Regardless of the size of your garden, burning the boxes is a big job, so don’t get one of those tiny torches. Get a propane tank and a larger igniter/flame thrower thing. Harbor Freight has one cheap.
It is easiest to burn the wood before assembling the boxes. Be sure you are set up somewhere safe, with a water supply and hose nearby. We burned ours in the spring on damp grass and had no problem at all. I would not try this same job when it was dry, however. The problem is not that the wood will catch, but things around it. Be smart, be safe.
Give the wood a good deep char. You may need to go back over it. Wood has a high moisture content (particularly the construction grade stuff you get a big box stores), and it will take a lot of heat. Aim to get it to a alligator skin type texture if possible. It won’t take long to get the feel for it. Burn both faces, the sides, and the ends.
Scrub the garden boxes
After burning get a scrub brush and scrub it all. It will feel like you are removing a good amount of the char, but scrub them up. It is a good idea to go back and repeat the burn and scrub process a second time if you are up for it.

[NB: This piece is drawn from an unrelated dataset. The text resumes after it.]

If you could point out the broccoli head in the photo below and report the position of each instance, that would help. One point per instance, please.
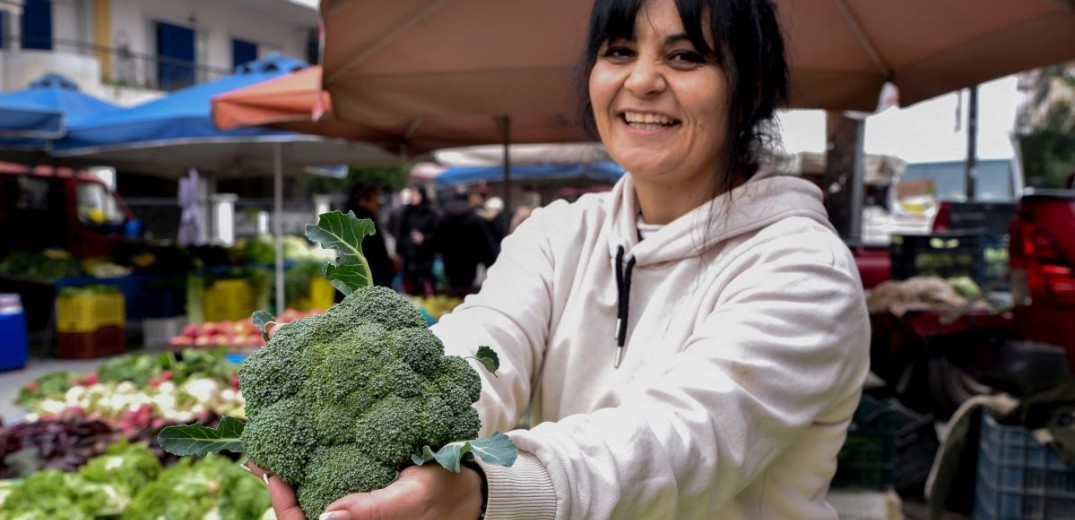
(339, 402)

Look at those boards all burned and ready for oiling!
Seal with oil
After some research I chose to seal the wood with tung oil. The stuff you get at the home improvement stores isn’t the greatest. So spring for the stuff I linked or head to your closest Woodcraft or Rockler. Brush it on, run off the excess, and ba-da-boom, you are done.
Assemble the boxes and get gardening.
Over time the nice, bright clean black does give way and get dirty. But, well, it’s a garden.
To give you a little idea of how these wear, this photo was taken in June. The boxes were constructed in March.
Here’s the boxes again three months later. (With a shiny new fence!)
You can see that they really don’t look any different. I don’t expect that to change much at all over time. I may add a ledge or build on after time (our boxes are very basic since they are so large), but I have no plans to repeat the burning process.
I’m happy to answer questions about how these hold up over time. Given that we have already had a trial run I don’t expect any problems, but feel free to check in if you are interested!